Esa esperanza la plasmó en un tuit Pablo González: tropas regulares rusas entran en un territorio que Ucrania de facto no controlaba desde hacía años y se acaban los bombardeos. En cumplimiento del refrán propagandístico que reza que “Rusia no inicia las guerras, las acaba”.
â Pablo González (@PabVis) February 21, 2022
Pero Putin y sus subordinados tenían otros planes, que básicamente consistían en iniciar una guerra a gran escala. Hoy sabemos que el vídeo que emitieron a las 5 de la madrugada del 24 de febrero, mientras los tanques rusos se adentraban más allá del Donbás y los misiles de crucero atacaban infraestructuras por toda Ucrania, se había grabado junto con el que se difundió el 21, reconociendo la soberanía del Donbás. Todo del tirón, para adelantar el trabajo e ir publicando los fragmentos por separado.
Se cumple un año de todo esto que creíamos que no iba a suceder. Un año de guerra, que se inició para supuestamente proteger a un grupo de civiles maltratados durante los ocho años anteriores, y que en esa “defensa” borró ciudades enteras de la faz de la tierra, dejó sin hogar a millones de personas, y sin vida a centenares de miles, tanto en el territorio que entraron a “proteger”, como a unos cuantos kilómetros más allá. Un conflicto que generó suntuosas ganancias a los que dicen velar por la paz, pero no hacen otra cosa que avivar la guerra. Doce meses en los que descubrimos a auténticos caníbales en nuestro entorno más cercano, de los dos lados de la trinchera: unos, que en honor a la multipolaridad y a un supuesto antiimperialismo (solo de un lado), están dispuestos a echar en esa cuneta a cuantos cadáveres sean necesarios, al parecer en la creencia de que su amontonamiento debilita al imperio; y otros, que en honor a sus valores de paz y humanismo y para proteger los “ideales democráticos de nuestra sociedad” se dedican a mandar armas por valor de miles de millones de dólares para que los ucranianos y los rusos se sigan masacrando mutuamente.
Un año que también partió las vidas de muchas de nosotras, aunque no seamos víctimas del conflicto.
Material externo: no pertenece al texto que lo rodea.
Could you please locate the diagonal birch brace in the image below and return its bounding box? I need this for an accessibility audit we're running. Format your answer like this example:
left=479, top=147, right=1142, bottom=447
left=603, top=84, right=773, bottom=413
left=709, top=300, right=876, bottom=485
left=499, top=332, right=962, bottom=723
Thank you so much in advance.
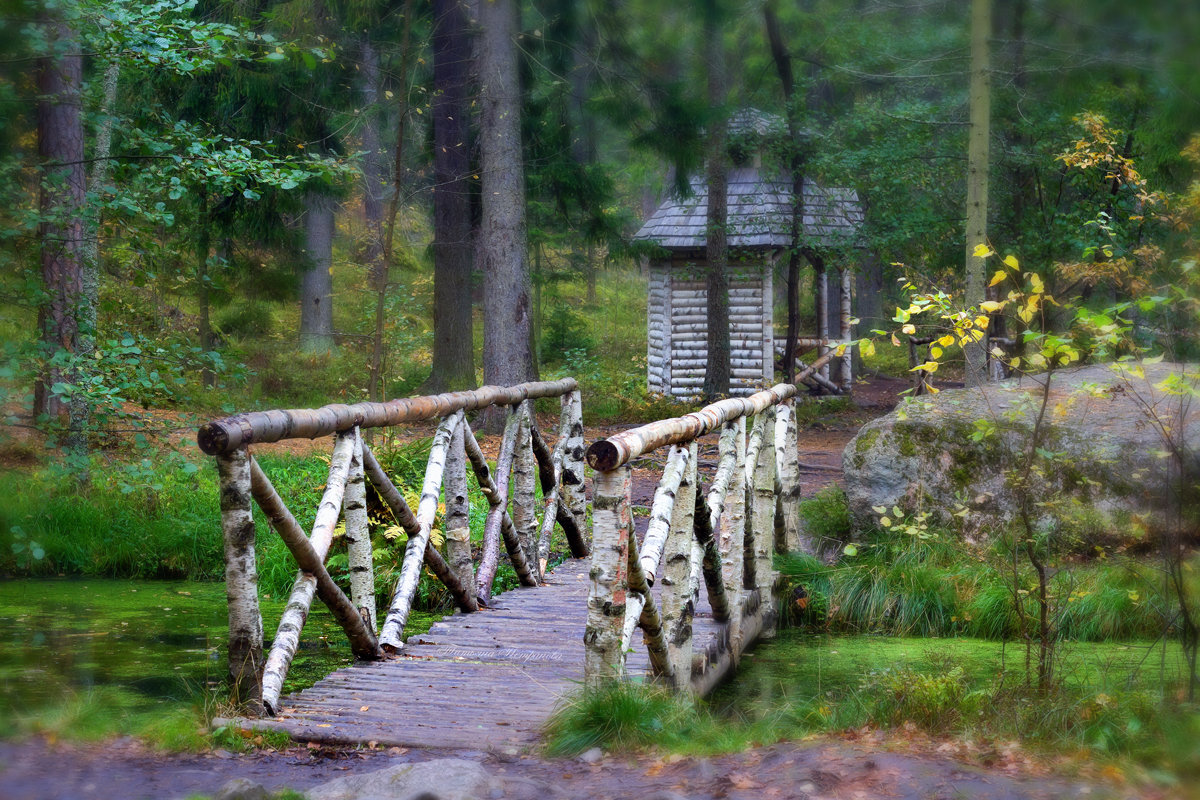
left=250, top=458, right=383, bottom=661
left=379, top=410, right=463, bottom=652
left=217, top=450, right=263, bottom=715
left=462, top=410, right=538, bottom=602
left=362, top=443, right=479, bottom=613
left=263, top=429, right=354, bottom=714
left=343, top=428, right=376, bottom=639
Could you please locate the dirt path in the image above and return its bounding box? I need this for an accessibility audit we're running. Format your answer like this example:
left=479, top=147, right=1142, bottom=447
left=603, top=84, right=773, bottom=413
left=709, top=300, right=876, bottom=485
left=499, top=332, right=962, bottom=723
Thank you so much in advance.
left=0, top=740, right=1152, bottom=800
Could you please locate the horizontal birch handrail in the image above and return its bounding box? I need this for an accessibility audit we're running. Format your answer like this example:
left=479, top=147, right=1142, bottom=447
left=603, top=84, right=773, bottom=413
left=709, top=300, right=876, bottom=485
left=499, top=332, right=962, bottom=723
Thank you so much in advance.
left=587, top=350, right=838, bottom=471
left=216, top=378, right=595, bottom=714
left=196, top=378, right=578, bottom=456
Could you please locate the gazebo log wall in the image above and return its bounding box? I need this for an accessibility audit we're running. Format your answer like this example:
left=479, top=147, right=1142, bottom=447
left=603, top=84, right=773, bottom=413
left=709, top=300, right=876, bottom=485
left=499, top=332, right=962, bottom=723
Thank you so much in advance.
left=647, top=258, right=775, bottom=398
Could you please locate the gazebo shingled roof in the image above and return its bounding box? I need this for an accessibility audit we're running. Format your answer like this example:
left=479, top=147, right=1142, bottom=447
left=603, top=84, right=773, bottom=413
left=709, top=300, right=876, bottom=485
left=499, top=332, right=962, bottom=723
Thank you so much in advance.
left=634, top=167, right=863, bottom=249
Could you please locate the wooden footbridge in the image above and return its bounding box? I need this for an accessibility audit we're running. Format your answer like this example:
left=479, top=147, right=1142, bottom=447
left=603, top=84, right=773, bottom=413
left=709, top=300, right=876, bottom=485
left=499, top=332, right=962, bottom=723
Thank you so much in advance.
left=198, top=351, right=834, bottom=748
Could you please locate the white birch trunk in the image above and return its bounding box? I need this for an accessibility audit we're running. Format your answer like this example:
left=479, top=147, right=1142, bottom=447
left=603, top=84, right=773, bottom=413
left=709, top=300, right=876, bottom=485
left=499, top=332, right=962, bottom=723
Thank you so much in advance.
left=263, top=429, right=355, bottom=714
left=583, top=464, right=634, bottom=688
left=661, top=441, right=700, bottom=692
left=444, top=425, right=475, bottom=589
left=775, top=399, right=811, bottom=553
left=714, top=416, right=746, bottom=654
left=640, top=445, right=691, bottom=585
left=512, top=401, right=541, bottom=578
left=379, top=411, right=462, bottom=652
left=343, top=428, right=378, bottom=631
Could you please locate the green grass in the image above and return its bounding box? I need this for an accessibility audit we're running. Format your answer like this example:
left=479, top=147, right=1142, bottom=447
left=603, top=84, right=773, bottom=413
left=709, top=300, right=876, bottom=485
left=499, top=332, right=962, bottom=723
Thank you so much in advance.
left=546, top=631, right=1200, bottom=782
En esas dos últimas semanas de mi vida anterior, la única certeza que tenía es que la guerra supondría, además de una tragedia para Ucrania, una tragedia para Rusia, el país agresor. Llevo doce meses siendo testigo de esa tragedia: mientras contemplo imágenes de ciudades arrasadas y me topo de cuando en cuando con refugiados ucranianos en la ciudad en la que vivo, veo cómo la deriva que toma Rusia adentra al país en una espiral de conservadurismo, ultranacionalismo y falta de libertades inédita hasta ahora (por más que estos problemas existieran también antes) y sin remedio. Tampoco puedo dejar de pensar qué habrá sido de todos esos ucranianos que hace solo un año apostaban por un acercamiento a Rusia y una normalización de las relaciones con el país vecino y, al igual que nosotros, se reían de la mera posibilidad de una invasión. ¿Dónde estarán ahora? ¿Seguirán vivos? ¿Serán refugiados? De lo que no me cabe duda es de que, en el caso de seguir en este mundo, su opinión al respecto habrá cambiado radicalmente y para siempre. Igual que la opinión de las generaciones que les seguirán. El odio instalado ya de forma profunda en las dos sociedades tardará décadas en sanar, si es que llega a hacerlo algún día.